Monolithic dye-sensitized solar cells (DSSC) offer the prospect of lower material cost and require a simpler manufacturing process compared with conventional DSSC. Fabricated on a single fluorine tin oxide (FTO) glass substrate consists of a nanoporous TiO2 photoanode layer, a ZrO2 spacer layer, a carbon counter electrode layer, a dye, and an electrolyte. The spacer layer on the monolithic DSSC serves as electrolyte storage and insulating layer to separate between photoanode and counter electrode. Zirconia is often used as a spacer because it has high temperature resistant properties, high dielectric constant and adhesive as an insulator that has band gap between 5-6 eV. The effects of the thermal treatment of zirconia layer as a spacer electrolyte on the performance of monolithic DSSC have been investigated.
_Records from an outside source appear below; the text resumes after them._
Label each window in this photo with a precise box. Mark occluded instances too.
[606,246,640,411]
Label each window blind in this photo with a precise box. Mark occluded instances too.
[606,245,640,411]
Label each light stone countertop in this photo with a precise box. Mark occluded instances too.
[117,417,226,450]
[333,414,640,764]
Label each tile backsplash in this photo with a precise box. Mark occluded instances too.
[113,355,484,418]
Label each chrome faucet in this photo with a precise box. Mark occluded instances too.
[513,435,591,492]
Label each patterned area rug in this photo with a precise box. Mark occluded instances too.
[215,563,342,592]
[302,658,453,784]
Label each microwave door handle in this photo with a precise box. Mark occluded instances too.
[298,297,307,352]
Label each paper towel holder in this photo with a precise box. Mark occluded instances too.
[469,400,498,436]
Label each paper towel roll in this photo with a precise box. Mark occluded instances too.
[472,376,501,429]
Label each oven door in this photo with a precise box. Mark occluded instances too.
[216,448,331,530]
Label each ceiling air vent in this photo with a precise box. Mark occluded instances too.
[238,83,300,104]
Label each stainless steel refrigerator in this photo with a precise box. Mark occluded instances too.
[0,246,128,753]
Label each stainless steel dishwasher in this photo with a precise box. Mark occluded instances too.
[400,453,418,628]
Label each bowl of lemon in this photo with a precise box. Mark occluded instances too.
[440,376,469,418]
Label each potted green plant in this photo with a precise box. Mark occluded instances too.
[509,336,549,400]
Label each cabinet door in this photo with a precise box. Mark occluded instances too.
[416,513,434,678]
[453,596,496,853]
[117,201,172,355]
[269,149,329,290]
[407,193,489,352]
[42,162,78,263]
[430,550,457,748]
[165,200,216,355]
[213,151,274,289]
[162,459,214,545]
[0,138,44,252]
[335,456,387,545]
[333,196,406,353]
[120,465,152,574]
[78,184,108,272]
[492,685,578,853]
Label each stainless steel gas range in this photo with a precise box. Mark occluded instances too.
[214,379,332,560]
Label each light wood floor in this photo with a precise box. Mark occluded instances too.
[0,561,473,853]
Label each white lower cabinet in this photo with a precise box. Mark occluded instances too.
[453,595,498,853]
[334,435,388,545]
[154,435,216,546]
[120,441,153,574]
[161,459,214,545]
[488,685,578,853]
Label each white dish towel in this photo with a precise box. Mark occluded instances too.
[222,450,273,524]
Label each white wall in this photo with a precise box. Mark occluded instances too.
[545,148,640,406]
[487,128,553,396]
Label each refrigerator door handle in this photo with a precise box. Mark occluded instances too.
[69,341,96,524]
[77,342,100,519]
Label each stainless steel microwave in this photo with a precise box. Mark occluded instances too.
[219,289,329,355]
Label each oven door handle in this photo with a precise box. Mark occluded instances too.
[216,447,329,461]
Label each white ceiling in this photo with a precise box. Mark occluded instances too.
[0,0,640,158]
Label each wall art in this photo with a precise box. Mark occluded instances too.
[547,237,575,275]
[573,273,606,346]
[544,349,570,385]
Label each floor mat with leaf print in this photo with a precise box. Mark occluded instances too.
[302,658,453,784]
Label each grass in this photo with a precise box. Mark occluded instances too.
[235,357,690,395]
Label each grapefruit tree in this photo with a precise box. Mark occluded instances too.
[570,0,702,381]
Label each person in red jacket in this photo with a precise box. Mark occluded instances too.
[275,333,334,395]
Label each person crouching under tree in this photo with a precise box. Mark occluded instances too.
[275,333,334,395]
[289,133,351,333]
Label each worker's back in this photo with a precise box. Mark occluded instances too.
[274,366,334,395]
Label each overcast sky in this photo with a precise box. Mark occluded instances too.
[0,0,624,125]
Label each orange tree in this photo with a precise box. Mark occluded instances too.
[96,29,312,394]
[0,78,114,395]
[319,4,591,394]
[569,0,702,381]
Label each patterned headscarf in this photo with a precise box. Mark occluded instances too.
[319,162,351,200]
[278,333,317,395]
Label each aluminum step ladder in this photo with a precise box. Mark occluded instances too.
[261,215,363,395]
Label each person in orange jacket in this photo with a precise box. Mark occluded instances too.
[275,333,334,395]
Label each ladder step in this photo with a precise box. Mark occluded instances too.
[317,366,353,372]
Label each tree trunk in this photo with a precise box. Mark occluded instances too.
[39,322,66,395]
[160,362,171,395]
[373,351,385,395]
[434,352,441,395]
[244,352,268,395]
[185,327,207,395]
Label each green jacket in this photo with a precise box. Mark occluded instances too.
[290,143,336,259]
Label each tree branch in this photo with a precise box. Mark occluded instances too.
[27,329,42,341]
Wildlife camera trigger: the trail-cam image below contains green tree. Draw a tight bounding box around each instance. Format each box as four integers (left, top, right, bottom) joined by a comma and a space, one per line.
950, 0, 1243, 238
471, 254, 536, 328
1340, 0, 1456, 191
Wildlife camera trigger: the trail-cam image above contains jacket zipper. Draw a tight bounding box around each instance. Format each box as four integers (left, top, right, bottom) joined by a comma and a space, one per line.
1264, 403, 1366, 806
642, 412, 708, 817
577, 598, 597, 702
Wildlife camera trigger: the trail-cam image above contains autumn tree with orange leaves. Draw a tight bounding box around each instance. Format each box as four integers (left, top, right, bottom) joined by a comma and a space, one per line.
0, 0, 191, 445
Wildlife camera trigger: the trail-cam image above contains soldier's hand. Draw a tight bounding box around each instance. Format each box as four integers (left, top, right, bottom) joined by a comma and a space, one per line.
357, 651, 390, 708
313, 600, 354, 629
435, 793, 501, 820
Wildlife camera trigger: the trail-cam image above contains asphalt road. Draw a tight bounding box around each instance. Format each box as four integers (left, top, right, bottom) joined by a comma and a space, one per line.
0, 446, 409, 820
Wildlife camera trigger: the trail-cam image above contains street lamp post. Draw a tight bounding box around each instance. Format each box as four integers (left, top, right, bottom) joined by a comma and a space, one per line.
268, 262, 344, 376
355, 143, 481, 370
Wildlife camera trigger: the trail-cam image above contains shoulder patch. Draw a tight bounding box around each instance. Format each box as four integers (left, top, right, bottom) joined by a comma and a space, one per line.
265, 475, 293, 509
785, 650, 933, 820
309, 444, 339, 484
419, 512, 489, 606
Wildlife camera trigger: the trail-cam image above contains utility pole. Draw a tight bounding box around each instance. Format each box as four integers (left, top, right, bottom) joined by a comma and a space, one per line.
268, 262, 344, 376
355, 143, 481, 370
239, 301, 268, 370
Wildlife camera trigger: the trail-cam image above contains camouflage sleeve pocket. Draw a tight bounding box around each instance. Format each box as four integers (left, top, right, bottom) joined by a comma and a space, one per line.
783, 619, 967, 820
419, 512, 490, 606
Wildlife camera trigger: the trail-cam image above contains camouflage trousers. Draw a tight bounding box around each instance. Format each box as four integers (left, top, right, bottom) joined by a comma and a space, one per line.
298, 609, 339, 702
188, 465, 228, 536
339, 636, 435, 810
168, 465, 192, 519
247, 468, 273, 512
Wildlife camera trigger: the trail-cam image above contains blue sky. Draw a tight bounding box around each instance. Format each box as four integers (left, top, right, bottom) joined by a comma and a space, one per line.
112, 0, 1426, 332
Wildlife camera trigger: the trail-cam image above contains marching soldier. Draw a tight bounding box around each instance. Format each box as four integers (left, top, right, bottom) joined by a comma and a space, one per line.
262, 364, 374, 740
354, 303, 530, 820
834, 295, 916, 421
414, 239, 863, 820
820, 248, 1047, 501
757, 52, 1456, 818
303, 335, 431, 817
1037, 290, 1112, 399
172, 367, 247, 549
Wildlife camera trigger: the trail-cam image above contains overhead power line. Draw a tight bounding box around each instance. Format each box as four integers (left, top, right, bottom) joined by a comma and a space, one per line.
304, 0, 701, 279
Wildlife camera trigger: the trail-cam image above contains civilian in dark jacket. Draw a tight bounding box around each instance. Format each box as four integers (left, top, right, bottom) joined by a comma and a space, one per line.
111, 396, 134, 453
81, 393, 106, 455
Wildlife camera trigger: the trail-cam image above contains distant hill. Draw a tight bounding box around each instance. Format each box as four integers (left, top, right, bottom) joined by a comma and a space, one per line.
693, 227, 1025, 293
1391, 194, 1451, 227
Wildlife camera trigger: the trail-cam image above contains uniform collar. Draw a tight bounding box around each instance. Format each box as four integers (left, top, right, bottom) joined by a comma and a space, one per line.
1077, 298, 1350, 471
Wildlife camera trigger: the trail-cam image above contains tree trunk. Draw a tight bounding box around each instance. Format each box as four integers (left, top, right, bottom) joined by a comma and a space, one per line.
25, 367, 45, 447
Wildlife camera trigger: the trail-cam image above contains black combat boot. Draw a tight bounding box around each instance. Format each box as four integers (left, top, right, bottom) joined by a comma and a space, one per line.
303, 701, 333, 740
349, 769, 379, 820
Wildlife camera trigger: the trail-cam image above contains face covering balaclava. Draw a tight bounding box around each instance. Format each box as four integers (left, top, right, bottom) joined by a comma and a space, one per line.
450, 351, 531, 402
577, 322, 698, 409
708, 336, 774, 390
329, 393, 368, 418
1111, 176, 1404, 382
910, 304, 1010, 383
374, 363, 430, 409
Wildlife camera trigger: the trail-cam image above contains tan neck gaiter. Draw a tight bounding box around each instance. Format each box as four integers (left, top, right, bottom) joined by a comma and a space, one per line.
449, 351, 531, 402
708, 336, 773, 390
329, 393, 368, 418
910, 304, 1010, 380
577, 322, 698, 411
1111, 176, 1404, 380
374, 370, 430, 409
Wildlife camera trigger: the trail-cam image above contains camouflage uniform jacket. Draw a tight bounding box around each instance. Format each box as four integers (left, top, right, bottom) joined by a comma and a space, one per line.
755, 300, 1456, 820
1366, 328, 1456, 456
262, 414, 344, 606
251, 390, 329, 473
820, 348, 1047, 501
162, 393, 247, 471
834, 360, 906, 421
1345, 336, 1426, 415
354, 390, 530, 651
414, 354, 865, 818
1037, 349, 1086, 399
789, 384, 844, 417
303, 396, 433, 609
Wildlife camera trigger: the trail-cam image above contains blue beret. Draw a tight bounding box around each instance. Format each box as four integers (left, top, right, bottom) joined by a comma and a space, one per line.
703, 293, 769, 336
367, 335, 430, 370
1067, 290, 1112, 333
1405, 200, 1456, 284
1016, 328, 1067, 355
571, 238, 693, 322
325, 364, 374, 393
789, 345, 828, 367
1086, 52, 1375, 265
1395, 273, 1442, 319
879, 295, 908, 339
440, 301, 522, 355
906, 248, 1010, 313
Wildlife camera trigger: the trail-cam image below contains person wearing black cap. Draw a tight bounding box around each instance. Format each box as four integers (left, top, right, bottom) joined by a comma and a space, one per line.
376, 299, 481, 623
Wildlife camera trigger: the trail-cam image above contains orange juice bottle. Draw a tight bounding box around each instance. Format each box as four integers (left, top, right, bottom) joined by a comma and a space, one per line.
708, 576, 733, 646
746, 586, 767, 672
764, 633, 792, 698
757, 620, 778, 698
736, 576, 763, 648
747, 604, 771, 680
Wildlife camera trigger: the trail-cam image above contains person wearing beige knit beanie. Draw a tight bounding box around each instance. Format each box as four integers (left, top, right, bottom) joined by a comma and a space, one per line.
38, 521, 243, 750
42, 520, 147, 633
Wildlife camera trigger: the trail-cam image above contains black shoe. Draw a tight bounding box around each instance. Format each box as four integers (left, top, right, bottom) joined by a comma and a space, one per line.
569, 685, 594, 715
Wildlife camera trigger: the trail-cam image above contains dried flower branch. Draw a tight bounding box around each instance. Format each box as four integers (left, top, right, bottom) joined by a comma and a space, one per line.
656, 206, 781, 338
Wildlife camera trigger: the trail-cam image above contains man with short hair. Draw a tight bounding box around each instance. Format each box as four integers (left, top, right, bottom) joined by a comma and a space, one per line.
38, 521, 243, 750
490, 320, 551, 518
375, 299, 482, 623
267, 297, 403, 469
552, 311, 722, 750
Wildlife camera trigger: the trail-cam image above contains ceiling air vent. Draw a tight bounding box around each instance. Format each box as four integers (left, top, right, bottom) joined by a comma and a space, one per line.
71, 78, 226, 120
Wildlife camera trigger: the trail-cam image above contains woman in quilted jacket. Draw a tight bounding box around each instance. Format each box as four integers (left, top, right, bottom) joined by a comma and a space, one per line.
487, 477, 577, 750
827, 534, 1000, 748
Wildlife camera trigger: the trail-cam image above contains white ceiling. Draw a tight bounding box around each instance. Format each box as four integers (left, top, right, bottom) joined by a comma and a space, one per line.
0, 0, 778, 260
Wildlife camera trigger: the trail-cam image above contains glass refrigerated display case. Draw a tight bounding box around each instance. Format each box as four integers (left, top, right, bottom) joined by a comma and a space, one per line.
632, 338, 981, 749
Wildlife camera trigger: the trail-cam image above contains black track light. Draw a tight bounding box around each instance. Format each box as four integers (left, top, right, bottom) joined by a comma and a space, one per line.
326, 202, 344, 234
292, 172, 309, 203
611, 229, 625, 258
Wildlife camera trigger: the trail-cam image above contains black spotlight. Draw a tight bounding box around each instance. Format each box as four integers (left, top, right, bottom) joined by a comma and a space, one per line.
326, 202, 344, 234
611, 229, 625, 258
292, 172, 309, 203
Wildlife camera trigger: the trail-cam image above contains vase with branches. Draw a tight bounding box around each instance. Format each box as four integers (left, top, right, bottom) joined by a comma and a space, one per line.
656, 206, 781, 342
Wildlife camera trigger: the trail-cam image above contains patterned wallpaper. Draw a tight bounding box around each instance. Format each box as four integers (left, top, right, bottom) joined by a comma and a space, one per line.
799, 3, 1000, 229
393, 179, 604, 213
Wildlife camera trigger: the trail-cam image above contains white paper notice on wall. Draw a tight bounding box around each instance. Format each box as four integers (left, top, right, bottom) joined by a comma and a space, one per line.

The cell’s performance increases with the sintering temperature as well as indicated by the decreased in particle size and increased in quantum efficiency in the absorption region of the titania layer. Co-sintering treatment tends to drastically reduce cell’s performance. The highest performance was obtained at a temperature sintering of 500o C with an PCE of 0.22%, Isc = 0.16 mA and Voc = 0.71 V.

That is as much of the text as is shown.